Part of him wondered if what happened with Mercedes over the weekend would have happened had he not been so angry with Cora. The thought worried him. He’d had a psychology professor who used to say, “hurt people hurt people.” It was true, but it didn’t mean it was okay. He didn’t want his hurt and anger harming Mercedes.

Would he have made love to Mercedes had the opportunity presented itself a week ago? Would he have moved so quickly from despondence to desire had he not been feeling so betrayed, had he not wanted to “show” Cora he didn’t love her either? The thought made his chest ache and his hands curl in shame. He wanted Mercedes left out of the equation. He wanted his feelings for her, his love for her, kept entirely separate from the ugliness in his head. But the lines had been blurred—the lines had been erased—Sunday night. He needed to fix that.
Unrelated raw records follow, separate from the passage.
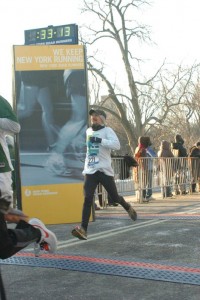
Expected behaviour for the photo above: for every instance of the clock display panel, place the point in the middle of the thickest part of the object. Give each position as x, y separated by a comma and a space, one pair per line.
64, 34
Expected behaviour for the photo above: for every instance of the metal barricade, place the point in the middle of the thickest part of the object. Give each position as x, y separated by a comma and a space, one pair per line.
160, 174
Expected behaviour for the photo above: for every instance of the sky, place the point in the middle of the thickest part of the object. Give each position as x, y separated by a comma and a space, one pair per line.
174, 24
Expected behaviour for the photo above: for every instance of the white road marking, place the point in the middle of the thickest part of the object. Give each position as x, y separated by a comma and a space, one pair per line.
108, 233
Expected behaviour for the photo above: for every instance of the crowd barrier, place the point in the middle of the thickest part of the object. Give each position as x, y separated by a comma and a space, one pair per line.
177, 173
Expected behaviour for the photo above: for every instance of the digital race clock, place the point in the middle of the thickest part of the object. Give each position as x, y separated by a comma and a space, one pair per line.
64, 34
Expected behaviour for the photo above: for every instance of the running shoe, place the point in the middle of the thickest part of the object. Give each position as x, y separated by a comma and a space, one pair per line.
48, 241
80, 233
132, 213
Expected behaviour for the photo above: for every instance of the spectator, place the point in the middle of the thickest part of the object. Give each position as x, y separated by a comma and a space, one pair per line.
150, 154
166, 168
195, 166
179, 151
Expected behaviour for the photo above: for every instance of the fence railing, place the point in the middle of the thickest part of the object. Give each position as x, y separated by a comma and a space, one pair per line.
177, 174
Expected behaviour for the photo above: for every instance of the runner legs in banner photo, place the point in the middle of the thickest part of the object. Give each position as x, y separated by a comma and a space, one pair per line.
71, 137
35, 90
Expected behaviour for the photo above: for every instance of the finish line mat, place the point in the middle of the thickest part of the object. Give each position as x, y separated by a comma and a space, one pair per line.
149, 270
144, 216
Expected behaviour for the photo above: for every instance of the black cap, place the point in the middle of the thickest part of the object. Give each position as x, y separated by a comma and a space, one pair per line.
98, 112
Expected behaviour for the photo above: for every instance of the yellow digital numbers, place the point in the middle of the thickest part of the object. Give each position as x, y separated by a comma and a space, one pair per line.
43, 34
49, 33
66, 31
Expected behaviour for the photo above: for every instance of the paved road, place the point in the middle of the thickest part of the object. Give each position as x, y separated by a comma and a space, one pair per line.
156, 257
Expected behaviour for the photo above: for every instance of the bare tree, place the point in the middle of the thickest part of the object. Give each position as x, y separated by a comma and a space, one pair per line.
148, 101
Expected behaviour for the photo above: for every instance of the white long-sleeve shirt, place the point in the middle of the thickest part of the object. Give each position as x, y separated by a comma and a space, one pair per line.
98, 156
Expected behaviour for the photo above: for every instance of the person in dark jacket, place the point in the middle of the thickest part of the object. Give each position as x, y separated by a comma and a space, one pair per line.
166, 168
195, 166
141, 173
179, 150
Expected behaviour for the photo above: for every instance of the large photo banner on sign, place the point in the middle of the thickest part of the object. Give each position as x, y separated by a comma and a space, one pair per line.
51, 104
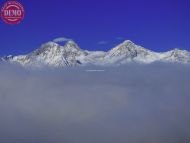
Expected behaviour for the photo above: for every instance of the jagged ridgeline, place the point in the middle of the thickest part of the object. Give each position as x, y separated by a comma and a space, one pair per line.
67, 53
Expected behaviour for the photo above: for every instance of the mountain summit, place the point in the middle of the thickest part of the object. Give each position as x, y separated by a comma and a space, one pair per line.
56, 54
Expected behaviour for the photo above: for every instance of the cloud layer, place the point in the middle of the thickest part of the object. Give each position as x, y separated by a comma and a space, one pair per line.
134, 104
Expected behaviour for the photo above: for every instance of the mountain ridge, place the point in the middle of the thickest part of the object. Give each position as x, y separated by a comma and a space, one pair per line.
54, 54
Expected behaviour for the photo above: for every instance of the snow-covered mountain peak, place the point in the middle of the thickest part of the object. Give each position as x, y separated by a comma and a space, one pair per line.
63, 52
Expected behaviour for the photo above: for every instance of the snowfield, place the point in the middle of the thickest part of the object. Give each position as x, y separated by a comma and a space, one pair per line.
134, 103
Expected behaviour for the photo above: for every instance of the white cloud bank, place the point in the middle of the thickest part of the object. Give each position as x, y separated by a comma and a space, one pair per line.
132, 104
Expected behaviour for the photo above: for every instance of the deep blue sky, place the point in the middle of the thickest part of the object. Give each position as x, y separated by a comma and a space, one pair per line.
159, 25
He’d moved through the stages of grief quickly—denial, anger, bargaining, and depression—before arriving at acceptance. Friday he’d walked out of the pediatrician’s office numb with denial. He’d swung between anger and depression Saturday and Sunday. When Mercedes left Sunday night, he’d found himself bargaining with the universe, negotiating and rationalizing. But acceptance came on Tuesday as he fed Gia her breakfast, a ritual that he enjoyed on the days he was home with her in the mornings.

Gia usually woke cheerful, which made waking easier for him. He was never ready to wake. On Tuesdays and Thursdays they ate, babbled, and took their time with life, moving through the morning without haste or hurry. Gia liked to help him clean—Dee-Uh cween, Daddy—and handed him clothes from the dryer, wiped everything knee level and down with her little, pink towel, and rode on the vacuum like she was a train conductor. He’d invented that game when Cora was alive, and Gia still got excited when she heard the vacuum whir.

Gia was a happy, little companion, a tiny reminder of all that was good and right in his world. As he watched her that morning, toddling at his heels, mimicking everything he said, and blissfully unaware of his heartbreak, he decided he could face the truth, whatever it was. Gia would not be fatherless. Not like he was. He was her father, and he would always be her father. His name was on the birth certificate, and his presence—the minutes, hours, and days—in her life meant more than the blood in her veins.

Commitment didn’t require genetics, and he was all in. But he’d never been one to stick his head in the sand. It was too frightening, too dark and gritty, his ass in the wind, his senses dulled. Whatever the truth was, he wanted to know it, if only to better protect his daughter, to better understand his wife, and to better prepare himself. So on Tuesday afternoon he got Gia dressed and prepared himself for the worst.

Gia might be cheerful, but she was also stubborn, and if she looked like a tiny bag lady when they left the house, it was not her daddy’s fault. She had a thing for layers, and she hated shoes. Maybe it was because Mer painted her toes every Monday—usually a different color on every toe—and Gia liked the way her toes looked and didn’t want to cover them. The only shoes Noah could reliably get her to wear were the pink sparkly snow boots that Heather had given her for Christmas. They were growing too small, and Noah, worried that she would outgrow them before she was ready to part with them, had purchased three pairs in the next three sizes. Pink snow boots in August could be a problem, but he would cross that bridge when he came to it.